Key findings (on this platform):
- Sustained GPU utilization >90% → Kernel Panic / segfault
- NaN output → precursor to driver crash (not a quantization precision issue)
- Mitigation: small batch + frequent cooldown intervals + INT8 quantization
| File | Description |
|---|---|
| intel_gpu_aitrain001.md | Full analysis (bilingual) |
Use case: PyTorch XPU backend Transformer training on Arc iGPU.
Key findings (on this platform):
nn.TransformerEncoderLayer/F.scaled_dot_product_attentionbackward pass may crash- Error types:
RuntimeError(negative dimension / integer overflow) orIndexError(index out of range) - Even tiny 22M-parameter models (hidden=512, heads=8, batch=4) may crash
- AMP BF16 may escalate to full system freeze (driver crash)

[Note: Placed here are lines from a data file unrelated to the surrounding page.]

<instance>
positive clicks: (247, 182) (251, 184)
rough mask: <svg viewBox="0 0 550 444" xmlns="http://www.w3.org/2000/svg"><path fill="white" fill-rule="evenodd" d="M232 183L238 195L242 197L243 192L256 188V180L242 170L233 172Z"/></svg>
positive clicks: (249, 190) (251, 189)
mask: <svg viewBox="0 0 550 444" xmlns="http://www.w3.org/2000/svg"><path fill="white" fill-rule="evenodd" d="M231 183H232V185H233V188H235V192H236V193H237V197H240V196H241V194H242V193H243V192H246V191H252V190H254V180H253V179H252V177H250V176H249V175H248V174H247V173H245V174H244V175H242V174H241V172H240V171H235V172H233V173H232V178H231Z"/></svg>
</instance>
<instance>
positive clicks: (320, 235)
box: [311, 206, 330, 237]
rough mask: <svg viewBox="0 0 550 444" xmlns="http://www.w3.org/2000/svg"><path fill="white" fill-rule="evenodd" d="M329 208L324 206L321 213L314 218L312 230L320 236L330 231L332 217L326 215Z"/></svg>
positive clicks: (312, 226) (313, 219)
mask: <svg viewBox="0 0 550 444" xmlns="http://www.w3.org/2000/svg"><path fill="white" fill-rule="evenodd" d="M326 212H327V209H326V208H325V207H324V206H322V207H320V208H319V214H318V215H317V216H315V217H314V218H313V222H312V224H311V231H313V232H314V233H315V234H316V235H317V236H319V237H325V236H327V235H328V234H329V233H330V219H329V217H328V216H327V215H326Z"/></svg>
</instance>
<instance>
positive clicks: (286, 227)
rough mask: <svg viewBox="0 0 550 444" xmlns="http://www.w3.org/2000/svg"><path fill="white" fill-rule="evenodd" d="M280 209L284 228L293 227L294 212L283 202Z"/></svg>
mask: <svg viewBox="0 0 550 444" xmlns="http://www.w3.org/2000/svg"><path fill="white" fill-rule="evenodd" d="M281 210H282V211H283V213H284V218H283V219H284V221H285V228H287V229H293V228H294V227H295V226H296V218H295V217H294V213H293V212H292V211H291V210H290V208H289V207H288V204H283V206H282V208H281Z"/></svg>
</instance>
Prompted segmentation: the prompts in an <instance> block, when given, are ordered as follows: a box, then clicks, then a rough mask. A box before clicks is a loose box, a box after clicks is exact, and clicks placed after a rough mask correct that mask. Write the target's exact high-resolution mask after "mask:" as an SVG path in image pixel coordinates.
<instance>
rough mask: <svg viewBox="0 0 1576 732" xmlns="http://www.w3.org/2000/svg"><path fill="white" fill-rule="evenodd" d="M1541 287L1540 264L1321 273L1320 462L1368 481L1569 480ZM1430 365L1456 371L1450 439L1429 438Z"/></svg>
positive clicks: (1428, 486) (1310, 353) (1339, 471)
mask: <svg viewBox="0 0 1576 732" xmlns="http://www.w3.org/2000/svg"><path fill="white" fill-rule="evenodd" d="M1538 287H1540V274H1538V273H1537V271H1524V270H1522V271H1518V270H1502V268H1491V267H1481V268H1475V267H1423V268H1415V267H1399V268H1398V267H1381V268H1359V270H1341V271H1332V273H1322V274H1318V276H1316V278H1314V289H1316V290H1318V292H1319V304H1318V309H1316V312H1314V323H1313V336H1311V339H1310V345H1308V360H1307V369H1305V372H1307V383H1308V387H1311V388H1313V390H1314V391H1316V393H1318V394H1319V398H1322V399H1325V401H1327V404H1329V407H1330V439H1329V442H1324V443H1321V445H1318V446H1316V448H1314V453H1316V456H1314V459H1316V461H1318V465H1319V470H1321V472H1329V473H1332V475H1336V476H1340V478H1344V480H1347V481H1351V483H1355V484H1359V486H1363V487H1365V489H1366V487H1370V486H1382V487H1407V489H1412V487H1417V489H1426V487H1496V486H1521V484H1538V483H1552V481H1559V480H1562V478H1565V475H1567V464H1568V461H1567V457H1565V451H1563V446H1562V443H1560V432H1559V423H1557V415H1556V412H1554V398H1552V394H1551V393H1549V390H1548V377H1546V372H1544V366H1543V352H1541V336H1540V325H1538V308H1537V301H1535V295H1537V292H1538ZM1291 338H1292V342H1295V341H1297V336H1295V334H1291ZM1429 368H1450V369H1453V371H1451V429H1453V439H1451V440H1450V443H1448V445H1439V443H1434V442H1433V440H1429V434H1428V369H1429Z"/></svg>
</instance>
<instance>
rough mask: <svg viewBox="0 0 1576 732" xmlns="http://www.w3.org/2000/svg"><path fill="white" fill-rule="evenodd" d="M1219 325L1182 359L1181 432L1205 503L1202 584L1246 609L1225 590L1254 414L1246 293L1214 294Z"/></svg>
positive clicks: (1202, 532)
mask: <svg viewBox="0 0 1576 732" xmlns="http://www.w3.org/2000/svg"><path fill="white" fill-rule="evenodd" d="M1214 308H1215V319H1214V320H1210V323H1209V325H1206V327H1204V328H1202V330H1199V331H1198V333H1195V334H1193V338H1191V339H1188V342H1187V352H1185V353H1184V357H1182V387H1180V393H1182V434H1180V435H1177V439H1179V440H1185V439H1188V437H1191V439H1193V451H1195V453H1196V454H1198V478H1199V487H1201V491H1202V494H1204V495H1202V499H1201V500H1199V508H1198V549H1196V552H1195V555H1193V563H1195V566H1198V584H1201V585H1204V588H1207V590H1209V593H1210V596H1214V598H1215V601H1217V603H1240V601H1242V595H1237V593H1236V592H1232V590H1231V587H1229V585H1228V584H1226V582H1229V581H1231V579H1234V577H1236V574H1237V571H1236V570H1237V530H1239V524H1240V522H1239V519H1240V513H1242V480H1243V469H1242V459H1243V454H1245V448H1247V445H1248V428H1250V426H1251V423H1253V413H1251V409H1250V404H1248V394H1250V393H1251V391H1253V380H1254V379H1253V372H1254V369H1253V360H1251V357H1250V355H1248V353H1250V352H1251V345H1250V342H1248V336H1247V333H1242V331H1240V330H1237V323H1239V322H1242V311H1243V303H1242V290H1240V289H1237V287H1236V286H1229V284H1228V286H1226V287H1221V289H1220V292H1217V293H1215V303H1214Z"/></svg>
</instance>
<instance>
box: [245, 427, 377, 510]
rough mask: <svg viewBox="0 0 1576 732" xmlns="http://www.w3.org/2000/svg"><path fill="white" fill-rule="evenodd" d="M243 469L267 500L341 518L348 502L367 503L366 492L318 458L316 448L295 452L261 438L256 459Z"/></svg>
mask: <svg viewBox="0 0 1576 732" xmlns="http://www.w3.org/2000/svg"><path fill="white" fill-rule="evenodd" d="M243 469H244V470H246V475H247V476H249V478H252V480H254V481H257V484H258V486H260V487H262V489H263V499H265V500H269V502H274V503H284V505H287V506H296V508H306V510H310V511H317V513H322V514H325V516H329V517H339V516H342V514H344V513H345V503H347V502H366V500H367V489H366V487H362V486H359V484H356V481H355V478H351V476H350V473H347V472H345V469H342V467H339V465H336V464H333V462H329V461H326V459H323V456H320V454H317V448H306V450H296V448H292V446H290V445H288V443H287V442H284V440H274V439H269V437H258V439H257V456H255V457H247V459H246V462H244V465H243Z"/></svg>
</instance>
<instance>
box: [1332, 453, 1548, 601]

- Attention-free architectures (Gated CNN, Conv2d) run stably
| File | Description |
|---|---|
| xpu_backward_issue.md | Full analysis (bilingual) |
| Scenario | GPU | Framework | Status | Recommended Alternative |
|---|---|---|---|---|
| Transformer training | iGPU | PyTorch XPU | ❌ Backward crash | Gated CNN / CPU training |
| CNN training | iGPU | PyTorch XPU | ✅ Stable | — |
| LLM inference (Qwen3) | iGPU | OpenVINO | INT8 + small batch + cooldown | |
| LLM inference | NPU | OpenVINO | ✅ Tested | Requires static shapes |
| LLM inference | CPU | OpenVINO | ✅ Stable | Slowest performance |
- Intel GPU Stability Guide (GitHub) — External mirror of this repo
- PyTorch XPU Documentation
- OpenVINO Documentation
These documents record observations from a specific test environment for reference only. Different hardware, driver, or framework versions may yield different results.